Royal Bank of Scotland shareholders who believe they were misled over the bank's notorious 2008 rights issue have just a few more days to join the action group which, unlike many such groups, is promising action.

"We have the money to pay our legal costs," said one of the group's City advisers on a visit to Edinburgh last week. "This is different from other shareholder action groups inasmuch as it is led and managed by shareholders who lost money... shareholders pay a subscription based on a formula which means we are very well funded."

Shareholders with up to 20,000 shares pay a joining fee of £225, and a successful outcome would deliver a 75% refund of the fee and compensation of up to £2 a share.

Already 12,000 private shareholders and some 90 institutions are on board, and the group expects to lodge a writ against the bank and key directors Fred Goodwin, Sir Tom McKillop and Johnny Cameron within weeks. Last week the final obstacle was passed when insurers agreed to support a £20 million bond to underwrite court costs in the event of failure, the adviser said. "Insurers and legal firms have taken their own opinions about our case and they think it's a goer – that gives us confidence."

He said: "Up until now the bank has been somewhat dismissive, but the writ will be issued before Christmas, that's when it starts to get real.
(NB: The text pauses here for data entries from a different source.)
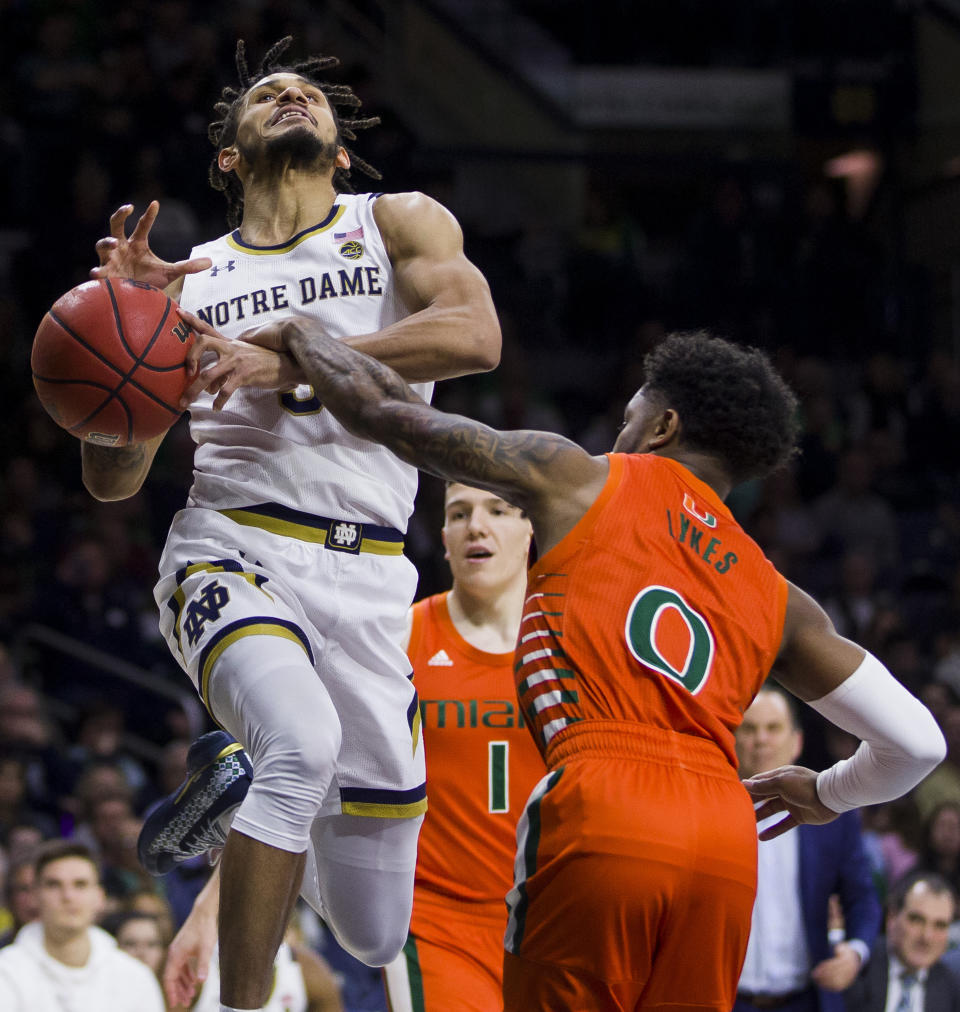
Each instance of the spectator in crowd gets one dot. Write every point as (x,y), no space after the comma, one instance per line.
(891,834)
(114,828)
(19,897)
(940,851)
(140,935)
(100,738)
(149,901)
(943,784)
(63,960)
(791,962)
(909,975)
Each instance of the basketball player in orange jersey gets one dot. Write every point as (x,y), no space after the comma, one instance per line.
(283,587)
(482,763)
(650,621)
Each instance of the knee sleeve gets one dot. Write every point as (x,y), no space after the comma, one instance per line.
(267,694)
(363,871)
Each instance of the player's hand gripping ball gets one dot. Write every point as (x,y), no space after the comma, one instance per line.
(108,361)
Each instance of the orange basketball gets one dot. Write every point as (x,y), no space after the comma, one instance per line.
(108,361)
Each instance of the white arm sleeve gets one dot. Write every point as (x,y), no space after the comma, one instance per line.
(900,742)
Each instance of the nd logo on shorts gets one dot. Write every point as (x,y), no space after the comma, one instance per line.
(206,606)
(666,634)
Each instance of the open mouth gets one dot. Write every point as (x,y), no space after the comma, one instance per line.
(289,113)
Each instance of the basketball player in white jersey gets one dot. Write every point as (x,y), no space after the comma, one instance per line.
(283,589)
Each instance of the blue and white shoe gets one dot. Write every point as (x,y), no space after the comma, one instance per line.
(196,817)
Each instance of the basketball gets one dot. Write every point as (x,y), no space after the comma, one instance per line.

The issue is unbelievably simple. At the time of the prospectus, RBS positioned this as a capital strengthening exercise, a prudent course of action. In reality we believe they were technically bust and it was a capital recovery – that is what we have to prove."

The case will hinge on whether or not the bank's directors complied with the Financial Services and Markets Act requirement to be open and honest about the bank's financial position in April 2008, or whether, as the group alleges, the directors "made recklessly optimistic statements which gave a grossly misleading impression of the underlying strength of the bank".

The group's lawyers will be asking to see two critical sets of documents: a record of meetings between the bank and the FSA following the acquisition of ABM Amro at the end of 2007, and the minutes of the RBS board meetings during that period. The group made a request for disclosure of such information a year ago and was declined. It cites a call made by Fred Goodwin to analysts on February 28 in which he reassured that the bank did not need to raise any cash, the injection one day later of $1 2billion into the bank from a secret Federal Reserve fund, and the bank's denial that the lifeline had been needed because the wholesale funding market had dried up.

"If they had positioned the issue as a capital recovery, the price would have been a hell of a lot lower," the adviser said. Shareholders were persuaded to buy in at 220p but within months lost 75% of their investments as the bank was rescued from the brink by a £45bn taxpayer bail-out.

The rights issue prospectus used the end-of-year financial numbers for 2007, a year in which RBS had posted an impressive £8.9bn profit, but it ignored the first few months of ownership of ABN Amro, and the warning signs in the market, the group will claim. In October 2007 analysts studying the Barclays bid for ABN Amro had claimed that RBS risked destroying up to £15bn of value with the merger, while in January 2008 Bear Sterns had gone bust, inevitably impacting the valuation of RBS's investment bank in the US.

"The prospectus talks about historic capital ratios of between 4% and 5%, and the rest of the document talks about strengthening and improvement – giving the impression that the ratio is already above 4%," the adviser said. The group will seek to prove that in reality the core tier 1 ratio did slip below 4%, the regulatory minimum at the time, below which the bank was insolvent, and critically that the directors were aware of it.

"We will argue that at the most critical moment in the bank's financial history they did not update the numbers. As soon as the rights issue was away, profits collapsed."

The shareholders may have an ace up their sleeve when it comes to well-placed witnesses. "A lot of people are prepared to make themselves available," the adviser said. "A lot of staff took out loans to buy the shares and these are not happy people."

The action group, which is suing for £4bn, has incurred the extra expense of suing the directors partly because it believes the bank may settle rather than allow them to give evidence. The loss being claimed is simply the gap between the share price at the rights issue and the price today. The group is being closed to new members next week to enable it to lodge the writ before Christmas.

RBS says it has "substantial and credible legal and factual defences" . It has seen off two suits by US investors alleging defective information about the ABN Amro takeover, though these are subject to appeal.